HR: A question on data sourcing. Here in the U.S., aerial photography and other related data are fairly easy to acquire. What special problems do you have in areas that are not adjacent to major population areas that have lots of current data?

SW:
The problem is not generally the availability, but the currency and the accuracy of the imagery. We can use commercial satellites for much of the world, making imagery pretty straightforward. However, there are still some areas that are remote or not (politically) accessible.

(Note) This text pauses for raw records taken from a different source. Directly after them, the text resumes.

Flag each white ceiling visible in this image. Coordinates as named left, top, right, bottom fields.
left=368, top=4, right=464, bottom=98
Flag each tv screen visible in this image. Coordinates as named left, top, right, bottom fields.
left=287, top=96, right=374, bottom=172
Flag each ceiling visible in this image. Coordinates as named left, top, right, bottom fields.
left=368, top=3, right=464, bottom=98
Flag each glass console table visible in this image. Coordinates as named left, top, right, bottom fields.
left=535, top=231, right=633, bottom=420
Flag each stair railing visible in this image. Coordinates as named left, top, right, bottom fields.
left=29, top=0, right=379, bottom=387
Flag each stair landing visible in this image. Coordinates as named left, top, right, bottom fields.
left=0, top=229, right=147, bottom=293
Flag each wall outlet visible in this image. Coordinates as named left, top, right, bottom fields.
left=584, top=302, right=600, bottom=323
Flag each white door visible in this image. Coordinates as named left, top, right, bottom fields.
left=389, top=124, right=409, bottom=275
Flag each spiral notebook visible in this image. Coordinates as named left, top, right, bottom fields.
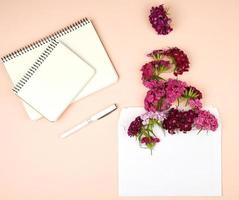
left=1, top=18, right=118, bottom=120
left=13, top=41, right=95, bottom=121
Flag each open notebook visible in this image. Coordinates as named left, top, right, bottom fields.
left=1, top=18, right=118, bottom=120
left=13, top=41, right=95, bottom=121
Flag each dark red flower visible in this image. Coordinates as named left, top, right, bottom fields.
left=163, top=108, right=198, bottom=134
left=149, top=5, right=173, bottom=35
left=164, top=47, right=189, bottom=76
left=183, top=86, right=202, bottom=99
left=141, top=136, right=160, bottom=145
left=128, top=116, right=142, bottom=137
left=148, top=47, right=189, bottom=76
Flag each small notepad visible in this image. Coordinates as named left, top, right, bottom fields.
left=13, top=40, right=95, bottom=121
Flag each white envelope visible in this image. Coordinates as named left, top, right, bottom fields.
left=118, top=107, right=221, bottom=196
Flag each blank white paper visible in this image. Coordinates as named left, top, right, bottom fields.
left=118, top=107, right=221, bottom=196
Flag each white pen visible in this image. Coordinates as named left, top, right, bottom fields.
left=60, top=104, right=117, bottom=138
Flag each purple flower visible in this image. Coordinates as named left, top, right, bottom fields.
left=189, top=99, right=202, bottom=110
left=183, top=86, right=202, bottom=99
left=143, top=80, right=164, bottom=89
left=149, top=5, right=173, bottom=35
left=141, top=136, right=160, bottom=145
left=140, top=112, right=165, bottom=125
left=141, top=60, right=170, bottom=87
left=128, top=116, right=143, bottom=137
left=144, top=84, right=165, bottom=112
left=163, top=108, right=197, bottom=134
left=148, top=47, right=189, bottom=76
left=141, top=62, right=154, bottom=80
left=165, top=79, right=186, bottom=103
left=194, top=110, right=218, bottom=131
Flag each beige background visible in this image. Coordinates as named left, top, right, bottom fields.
left=0, top=0, right=239, bottom=200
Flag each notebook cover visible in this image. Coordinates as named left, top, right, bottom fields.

HR: While the imagery produced from ClearFlite is impressive, have there been any training issues with the users of your output so that what is represented is clearly understood? Do users who experience multiple airports find it necessary to be orientated to each representation?

SW:
Training is easier for new users with pre-registered imagery. The output is a set of attributes as a list of obstructions with coordinates which is identical to what might have been created in a field survey. So people familiar with the data do not find issues in transitioning to ClearFlite output. Remember we have an advantage in that this is a much faster process and we have the topography and it is also much safer, as there is no conflict with aircraft on the ground.

Summary
There are two key points with ClearFlite. First, it is cool technology. Second, it is put to use making flying safer in a manner that is totally transparent to the end user - a passenger on any airplane. The fact that it can produce a list of vertical obstructions along with the associated graphics in a few days means that more airports in even remote parts of the world become safer sooner. BAE recently received an award from the 16th annual ATC Maastricht Exhibition and Conference for excellence in air traffic safety (Feb, ’06). This is an example of how this software has made a major contribution in its field. The next time you are flying into an airport when the visibility is low, your comfort level should be increased by knowing that someone has been there and mapped out all the vertical obstructions, and the pilot has them, along with the proper procedures, on his approach plate.